A good ruling on the Sikh kara
Last Tuesday a British court upheld the right of a Sikh girl living in south Wales to wear the kara, or Sikh bangle, to school. Her school, Aberdare Girls’, bars all religious symbols and all jewellery other than watches and simple ear studs. Because she insisted on wearing the bangle, which is one of the mandatory five “K” symbols of the Sikh religion, the school segregated her, preventing her from going to the toilet without supervision, or to the playground or canteen at all, and making her sit on her own in a room with a teaching assistant. (More: Sunny Hundal, also at Pickled Politics.)
This is not by any means the first time a court has been asked to intervene in a dispute between a school pupil, or worker, and a school over matters of religious dress; however, the three best known recent challengers have lost. They are Lydia Playfoot, who insisted on her right to wear a silver “chastity ring” on her finger, Aishah Azmi, a teacher who refused to remove her veil in the classroom, and Shabina Begum, who insisted on wearing a long robe to school rather than the official so-called hijab uniform. Of these, Playfoot’s case is the most specious; the “silver ring thing” is a movement linked to a commercial enterprise, and Playfoot’s father and his wife are part of team which run the operation in the UK; the wife is its secretary.

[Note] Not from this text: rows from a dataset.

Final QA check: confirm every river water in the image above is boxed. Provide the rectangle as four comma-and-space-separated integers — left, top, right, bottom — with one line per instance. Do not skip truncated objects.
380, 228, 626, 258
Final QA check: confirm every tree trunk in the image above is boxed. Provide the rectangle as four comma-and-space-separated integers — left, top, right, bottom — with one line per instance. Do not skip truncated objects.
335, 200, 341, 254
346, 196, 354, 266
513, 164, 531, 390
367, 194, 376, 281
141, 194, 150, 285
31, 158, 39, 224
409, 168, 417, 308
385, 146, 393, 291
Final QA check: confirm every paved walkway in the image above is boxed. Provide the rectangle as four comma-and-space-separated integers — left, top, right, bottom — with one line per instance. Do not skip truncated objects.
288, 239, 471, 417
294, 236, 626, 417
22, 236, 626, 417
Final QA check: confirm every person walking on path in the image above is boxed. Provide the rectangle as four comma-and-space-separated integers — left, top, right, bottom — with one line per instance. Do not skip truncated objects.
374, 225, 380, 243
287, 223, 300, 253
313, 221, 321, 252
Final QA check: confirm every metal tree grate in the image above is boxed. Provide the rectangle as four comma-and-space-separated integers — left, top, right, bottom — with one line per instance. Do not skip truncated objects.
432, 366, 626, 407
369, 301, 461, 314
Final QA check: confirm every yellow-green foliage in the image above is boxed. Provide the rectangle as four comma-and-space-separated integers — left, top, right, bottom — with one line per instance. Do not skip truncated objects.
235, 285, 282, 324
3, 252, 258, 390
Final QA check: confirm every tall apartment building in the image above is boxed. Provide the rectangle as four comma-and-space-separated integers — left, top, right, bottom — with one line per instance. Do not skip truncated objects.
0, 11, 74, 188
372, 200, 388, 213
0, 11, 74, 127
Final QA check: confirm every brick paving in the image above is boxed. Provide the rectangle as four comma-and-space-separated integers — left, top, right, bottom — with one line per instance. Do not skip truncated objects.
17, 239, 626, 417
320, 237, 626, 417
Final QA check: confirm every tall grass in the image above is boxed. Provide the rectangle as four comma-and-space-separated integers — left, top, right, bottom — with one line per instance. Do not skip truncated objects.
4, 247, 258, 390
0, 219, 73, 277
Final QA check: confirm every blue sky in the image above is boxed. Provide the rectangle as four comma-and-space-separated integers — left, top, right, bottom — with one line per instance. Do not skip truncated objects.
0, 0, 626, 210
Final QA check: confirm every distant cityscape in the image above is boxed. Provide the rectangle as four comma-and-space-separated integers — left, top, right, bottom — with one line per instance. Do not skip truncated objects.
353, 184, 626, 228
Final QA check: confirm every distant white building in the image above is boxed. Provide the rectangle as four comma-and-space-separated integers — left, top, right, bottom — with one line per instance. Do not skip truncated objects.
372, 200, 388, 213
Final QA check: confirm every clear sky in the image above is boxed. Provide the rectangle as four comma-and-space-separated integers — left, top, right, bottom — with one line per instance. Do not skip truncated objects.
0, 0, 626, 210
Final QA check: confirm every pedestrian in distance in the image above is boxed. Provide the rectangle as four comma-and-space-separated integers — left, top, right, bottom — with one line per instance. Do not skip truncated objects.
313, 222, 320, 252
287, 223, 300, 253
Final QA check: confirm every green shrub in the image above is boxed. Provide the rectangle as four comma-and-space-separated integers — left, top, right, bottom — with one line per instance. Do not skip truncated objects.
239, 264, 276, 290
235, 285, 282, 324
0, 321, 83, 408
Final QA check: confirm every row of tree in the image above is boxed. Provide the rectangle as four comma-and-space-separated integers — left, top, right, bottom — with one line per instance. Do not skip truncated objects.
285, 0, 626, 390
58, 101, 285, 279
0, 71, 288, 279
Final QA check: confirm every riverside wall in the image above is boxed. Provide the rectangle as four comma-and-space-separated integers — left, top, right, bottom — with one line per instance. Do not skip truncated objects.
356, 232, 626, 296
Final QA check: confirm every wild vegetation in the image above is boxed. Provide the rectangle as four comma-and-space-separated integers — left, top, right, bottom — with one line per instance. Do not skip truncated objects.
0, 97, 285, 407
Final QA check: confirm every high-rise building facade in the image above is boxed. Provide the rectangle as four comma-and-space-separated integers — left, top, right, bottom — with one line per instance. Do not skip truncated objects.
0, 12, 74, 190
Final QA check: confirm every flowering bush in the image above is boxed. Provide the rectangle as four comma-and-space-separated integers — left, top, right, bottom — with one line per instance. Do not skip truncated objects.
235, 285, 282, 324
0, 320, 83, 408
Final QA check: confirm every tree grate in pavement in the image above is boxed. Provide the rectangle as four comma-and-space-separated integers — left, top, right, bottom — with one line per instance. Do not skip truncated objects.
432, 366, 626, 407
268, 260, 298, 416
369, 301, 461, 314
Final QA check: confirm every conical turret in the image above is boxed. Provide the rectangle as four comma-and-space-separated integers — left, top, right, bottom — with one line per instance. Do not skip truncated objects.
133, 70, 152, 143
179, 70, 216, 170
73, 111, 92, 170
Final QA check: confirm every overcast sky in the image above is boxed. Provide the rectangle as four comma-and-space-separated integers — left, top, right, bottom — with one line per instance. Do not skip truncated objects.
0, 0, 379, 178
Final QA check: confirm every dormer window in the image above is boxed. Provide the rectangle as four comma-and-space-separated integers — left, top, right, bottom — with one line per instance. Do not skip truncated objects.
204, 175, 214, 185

However, it is that case which bears the most superficial similarity to the recent “kara” case, but the difference is that one involves an item that was central to the religion, and was about genuine human rights, while the other was about an independent movement, whose ring nobody has said has to be worn in the religion it is associated with, and may have been a publicity stunt for that movement and its commercial wing. Of course, in many schools in the USA, where the movement originated, there are no uniforms and girls would have been able to wear it without any hindrance.
The usual response to such cases is to protest that if one person is allowed an exception to the rule, everyone will want one, or others will come under pressure to do the same, if the exception is related to religious dress. Of course, the kara is no real imposition, but there are those who find the thought of having to wear hijab so ghastly that they would ban a girl from school for wearing it rather than entertain that possibility for other girls. The question should be asked whether education is worth more or less than the right not to wear a headscarf; I would argue that if it is worth less, it is not worth much. Another common argument is that religious symbols encourage division, but if the school has pupils of visible ethnic minorities, there is bound to be division anyway. School uniforms, of course, are made out to mask social divisions, but fail miserably when there is more than one school in any district, particularly when the two schools are associated with different classes. In my experience, they are often uncomfortable, look ridiculous, and leave plenty of room for the wearers to identify each other’s differences or weak spots.
Then there is the line that it will identify members of those religious communities who are pious and those who are not, encouraging the first to pick on the second. In fact, people can already tell such things from talking to people about their general habits; they might already knows who comes to the mosque or temple from before they met at school. Finally, one even hears from time to time the line that children are not religious, and that they should be referred to as children of Muslims or Christians rather than Muslim or Christian children. This is simply part of an ideology they have invented; it is particularly baseless for those of secondary school age.
This case was a very modest challenge to extreme response by a school to an unobtrusive religious item. Frankly, I welcome any ruling which strikes against the tyranny of school uniforms, as I said at the time of the Shabina Begum case. While I was surprised at the appeal court ruling in her favour and less so at the final House of Lords ruling against her, I was very much disappointed by it, not only because Shabina Begum’s form of dress in fact fulfilled the Islamic dress requirements for women far better than the school’s tight shalwar-kameez alternative did, but because an educational establishment had “defended its right” not to do its job, to teach someone who actually wanted to be taught, and won. The British school system has been allowed to behave as if its institutions, particularly the better-performing ones (which, at secondary level, usually mean those in affluent areas with the most middle-class kids), were philanthropic institutions funded by generous grandees and staffed by volunteers, when they are in fact state institutions funded by public money and staffed by local council functionaries, and they should not have the right to pick and choose who they teach as long as they do not stand in the way of others’ learning or well-being.